No seguimento do primeiro texto da rubrica ‘O Psiquiatra’, e como prometido, respondo a três perguntas que nos fizeram chegar através de e-mail, do site e das redes sociais.

Margarida Carvalho

A minha primeira abordagem é sobre a bipolaridade. Gostaria de aprofundar este tema, tenho um filho com esta doença e tenho grande dificuldade de perceber até onde vai a doença. Para poder ajudá-lo de forma assertiva quero perceber melhor:

Bom dia, Margarida. Primeiro é preciso entender que a Doença Bipolar tem um espectro alargado, subdividido em vários tipos consoante a gravidade e/ou sintomatologia da mesma. Não sei onde se encaixa o seu filho. Mas resumidamente, a Doença Bipolar é caracterizada por mudanças intensas e antagónicas de humor (Depressão / Hipomania – Mania), que ocorrem em tempos distintos, que se designam por episódios e que podem ter duração variável de dias a meses. Entre um episódio e outro pode haver períodos de normalidade. As crises podem ser leves, moderadas ou graves, com repercussão importante nas sensações, emoções, ideias e comportamento da pessoa, com considerável impacto na sua vida social. De salientar, que em fase de crise, a pessoa poderá não ter consciência do seu estado e não ser responsável pelas suas acções.

Não há tratamento que a cure por completo, mas existe a possibilidade de manter a doença controlada.
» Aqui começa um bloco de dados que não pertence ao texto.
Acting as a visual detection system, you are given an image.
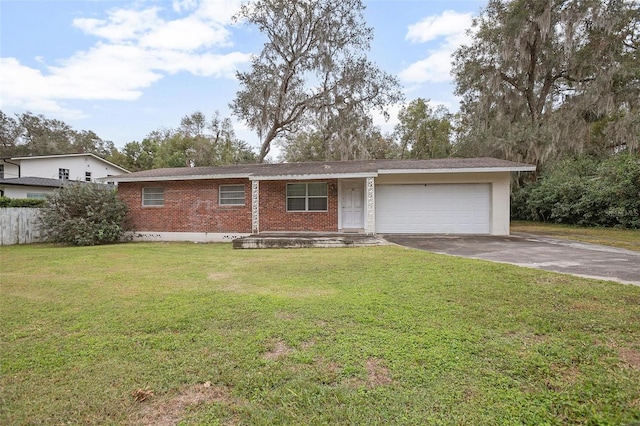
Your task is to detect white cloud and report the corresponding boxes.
[0,0,249,116]
[173,0,199,13]
[399,10,475,85]
[399,49,456,84]
[371,104,402,133]
[139,16,231,50]
[73,8,162,42]
[406,10,473,43]
[195,0,242,24]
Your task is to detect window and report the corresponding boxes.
[142,187,164,206]
[27,193,46,199]
[0,164,4,179]
[219,184,245,206]
[58,168,69,180]
[287,182,328,212]
[85,172,92,182]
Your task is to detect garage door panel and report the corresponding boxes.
[376,184,491,234]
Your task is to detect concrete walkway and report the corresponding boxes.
[383,233,640,286]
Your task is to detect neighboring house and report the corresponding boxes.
[103,158,535,242]
[0,153,129,198]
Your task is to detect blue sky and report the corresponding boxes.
[0,0,487,158]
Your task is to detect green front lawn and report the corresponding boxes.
[511,221,640,252]
[2,243,639,425]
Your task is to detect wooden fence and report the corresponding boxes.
[0,208,46,245]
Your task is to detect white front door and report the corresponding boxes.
[341,181,364,229]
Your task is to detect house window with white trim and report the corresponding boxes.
[85,172,92,182]
[219,184,245,206]
[142,187,164,206]
[58,168,69,180]
[287,182,327,212]
[27,193,46,199]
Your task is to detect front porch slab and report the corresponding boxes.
[232,233,386,249]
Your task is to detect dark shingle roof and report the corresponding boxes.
[103,158,536,182]
[0,177,65,188]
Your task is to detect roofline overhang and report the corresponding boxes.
[99,167,537,184]
[97,173,251,183]
[0,183,61,188]
[377,166,537,174]
[10,153,130,174]
[249,172,378,181]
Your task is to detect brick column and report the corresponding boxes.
[251,180,259,234]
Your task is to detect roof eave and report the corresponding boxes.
[377,166,537,174]
[10,153,130,174]
[249,172,378,181]
[98,173,251,183]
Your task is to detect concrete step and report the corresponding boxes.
[232,234,385,249]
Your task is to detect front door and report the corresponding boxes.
[341,180,364,229]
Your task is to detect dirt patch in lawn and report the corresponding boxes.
[130,383,231,426]
[618,346,640,370]
[207,272,233,281]
[365,358,394,386]
[345,358,394,388]
[274,311,298,320]
[217,282,335,298]
[264,340,293,360]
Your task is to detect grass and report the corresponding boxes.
[1,242,640,425]
[511,221,640,252]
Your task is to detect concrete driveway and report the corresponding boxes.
[383,233,640,286]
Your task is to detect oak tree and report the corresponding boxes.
[231,0,402,162]
[453,0,639,167]
[394,99,452,159]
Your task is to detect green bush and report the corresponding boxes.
[512,153,640,228]
[0,196,46,207]
[40,183,130,246]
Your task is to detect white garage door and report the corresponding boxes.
[376,184,491,234]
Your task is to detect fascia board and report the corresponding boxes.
[249,172,378,181]
[97,173,251,183]
[377,166,537,174]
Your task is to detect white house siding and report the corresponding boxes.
[1,162,20,179]
[18,156,124,183]
[0,186,57,199]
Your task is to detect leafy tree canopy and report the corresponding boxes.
[0,110,120,161]
[120,111,256,171]
[453,0,639,167]
[395,99,453,159]
[231,0,403,162]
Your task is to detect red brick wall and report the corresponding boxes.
[259,180,338,232]
[118,179,252,233]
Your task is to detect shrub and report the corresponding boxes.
[577,154,640,228]
[0,196,46,207]
[40,183,130,246]
[512,153,640,228]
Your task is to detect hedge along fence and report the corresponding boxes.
[0,207,46,245]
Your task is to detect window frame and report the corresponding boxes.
[142,187,165,207]
[219,184,246,206]
[85,171,92,182]
[286,182,328,212]
[58,168,69,180]
[26,193,47,199]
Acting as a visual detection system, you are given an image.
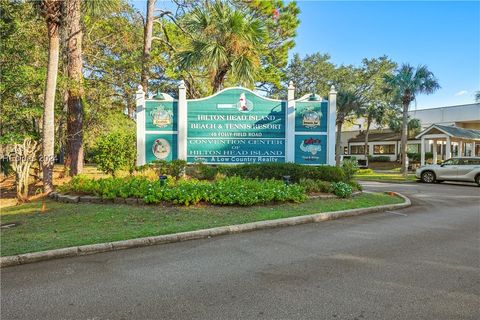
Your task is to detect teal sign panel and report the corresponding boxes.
[145,133,177,162]
[187,88,286,163]
[295,101,328,132]
[145,100,177,132]
[294,135,327,165]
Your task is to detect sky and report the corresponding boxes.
[133,1,480,110]
[292,1,480,109]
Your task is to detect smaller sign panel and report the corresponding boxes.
[145,101,178,132]
[294,135,327,165]
[295,101,328,132]
[145,134,177,162]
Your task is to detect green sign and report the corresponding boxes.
[294,135,327,165]
[145,100,177,132]
[295,101,328,132]
[187,88,286,163]
[145,133,177,162]
[139,85,335,166]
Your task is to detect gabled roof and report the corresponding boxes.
[416,124,480,140]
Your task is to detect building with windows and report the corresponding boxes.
[342,103,480,162]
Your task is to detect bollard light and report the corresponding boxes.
[282,175,291,186]
[159,175,168,186]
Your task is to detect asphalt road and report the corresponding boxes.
[1,182,479,320]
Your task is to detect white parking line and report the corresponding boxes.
[385,211,408,217]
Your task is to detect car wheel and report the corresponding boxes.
[421,171,436,183]
[475,174,480,186]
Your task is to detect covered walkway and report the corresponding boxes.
[415,124,480,166]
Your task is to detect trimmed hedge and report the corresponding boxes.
[220,163,346,183]
[58,175,307,206]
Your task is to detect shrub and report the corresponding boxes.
[341,158,358,181]
[368,156,391,162]
[407,152,433,162]
[329,182,353,198]
[93,130,136,176]
[151,159,187,179]
[347,181,363,191]
[298,179,331,193]
[221,163,346,183]
[186,161,219,180]
[59,175,307,206]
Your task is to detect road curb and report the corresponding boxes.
[0,192,410,268]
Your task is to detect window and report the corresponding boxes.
[373,144,395,155]
[350,145,369,155]
[463,159,480,165]
[407,144,420,153]
[442,158,461,165]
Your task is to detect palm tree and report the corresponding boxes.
[176,1,266,94]
[385,64,440,176]
[358,103,393,161]
[336,90,365,166]
[39,0,63,193]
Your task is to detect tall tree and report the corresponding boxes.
[176,1,267,93]
[281,53,336,98]
[355,56,397,160]
[140,0,155,94]
[65,0,84,176]
[0,0,47,138]
[39,0,63,193]
[64,0,121,176]
[385,64,440,175]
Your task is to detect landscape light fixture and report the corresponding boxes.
[282,175,291,186]
[153,89,164,100]
[159,175,168,186]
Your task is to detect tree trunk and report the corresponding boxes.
[364,118,371,161]
[42,24,60,194]
[212,67,229,94]
[335,120,343,167]
[140,0,155,94]
[400,102,409,176]
[66,0,84,176]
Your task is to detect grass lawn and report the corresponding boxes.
[355,173,417,182]
[0,193,403,257]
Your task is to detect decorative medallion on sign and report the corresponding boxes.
[150,105,173,128]
[300,137,322,155]
[302,107,321,128]
[152,138,171,159]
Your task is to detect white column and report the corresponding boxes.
[432,140,438,164]
[177,81,187,161]
[420,136,426,166]
[445,136,451,159]
[458,140,463,157]
[286,81,296,162]
[327,85,337,166]
[136,85,146,166]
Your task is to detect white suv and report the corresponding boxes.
[416,157,480,185]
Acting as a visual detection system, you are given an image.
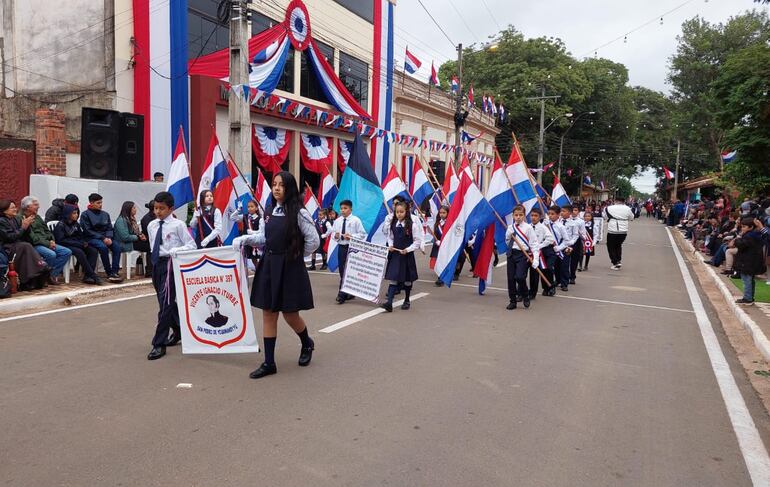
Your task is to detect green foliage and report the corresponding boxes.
[615,178,634,200]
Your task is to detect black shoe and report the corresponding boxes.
[308,265,316,271]
[523,297,530,309]
[336,295,345,304]
[345,294,355,301]
[569,278,576,285]
[434,279,444,287]
[381,302,393,312]
[83,276,100,285]
[730,273,740,279]
[401,301,411,310]
[108,274,124,283]
[529,293,536,301]
[560,286,569,292]
[736,298,754,305]
[506,301,517,310]
[577,267,583,272]
[320,265,328,270]
[249,362,277,379]
[166,333,181,347]
[542,289,550,297]
[147,346,166,360]
[298,339,314,366]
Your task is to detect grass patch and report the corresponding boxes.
[730,276,770,303]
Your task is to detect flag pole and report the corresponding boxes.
[304,181,323,210]
[510,133,549,211]
[181,125,206,243]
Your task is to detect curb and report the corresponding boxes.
[676,231,770,362]
[0,279,152,315]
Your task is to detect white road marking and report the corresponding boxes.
[667,227,770,485]
[416,279,693,313]
[496,260,508,268]
[319,293,430,333]
[0,293,157,323]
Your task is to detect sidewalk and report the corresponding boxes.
[673,228,770,361]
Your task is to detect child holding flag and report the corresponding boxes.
[505,205,540,310]
[381,201,423,312]
[528,208,555,300]
[190,190,223,249]
[430,205,449,287]
[547,205,571,294]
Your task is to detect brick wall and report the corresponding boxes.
[35,108,67,176]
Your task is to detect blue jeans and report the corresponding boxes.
[35,244,72,277]
[88,239,122,275]
[741,274,755,302]
[711,243,728,266]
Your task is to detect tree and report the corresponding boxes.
[712,43,770,195]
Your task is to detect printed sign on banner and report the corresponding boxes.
[172,247,258,354]
[340,238,389,303]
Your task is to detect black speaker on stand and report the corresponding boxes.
[80,108,120,180]
[118,112,144,182]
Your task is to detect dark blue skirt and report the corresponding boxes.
[385,251,418,283]
[251,252,314,312]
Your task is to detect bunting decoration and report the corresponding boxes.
[338,139,353,174]
[299,133,333,173]
[252,125,291,174]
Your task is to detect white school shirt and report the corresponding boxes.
[190,206,223,246]
[547,219,571,253]
[147,214,197,258]
[567,216,589,241]
[559,217,579,247]
[382,219,423,253]
[532,221,555,250]
[331,214,367,245]
[505,221,540,263]
[238,205,319,257]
Conhecer assim, mesmo que superficialmente, algumas das características da Doença Bipolar, ajuda o encontro e compreensão solidária com a pessoa que a sofre, possibilitando um maior entendimento e procura de tratamento médico adequado.

Maria José Vasconcelos

Boa noite Dr. Rogério. Sei que a medicação para a ansiedade não a trata, apenas atenua os sintomas e, tendo a capacidade de antecipar a ocorrência de uma crise, evitá-la ou pelo menos minimizá-la. Perante esta evidência, o papel do Psiquiatra é fundamental na fase de diagnóstico e de medicá-lo numa fase inicial até que o paciente “aprenda” a gerir este quadro clínico, A minha dúvida prende-se com o acompanhamento posterior… irá o paciente depender da medicação ou será orientado para terapia alternativas como forma de se libertar dessa dependência química?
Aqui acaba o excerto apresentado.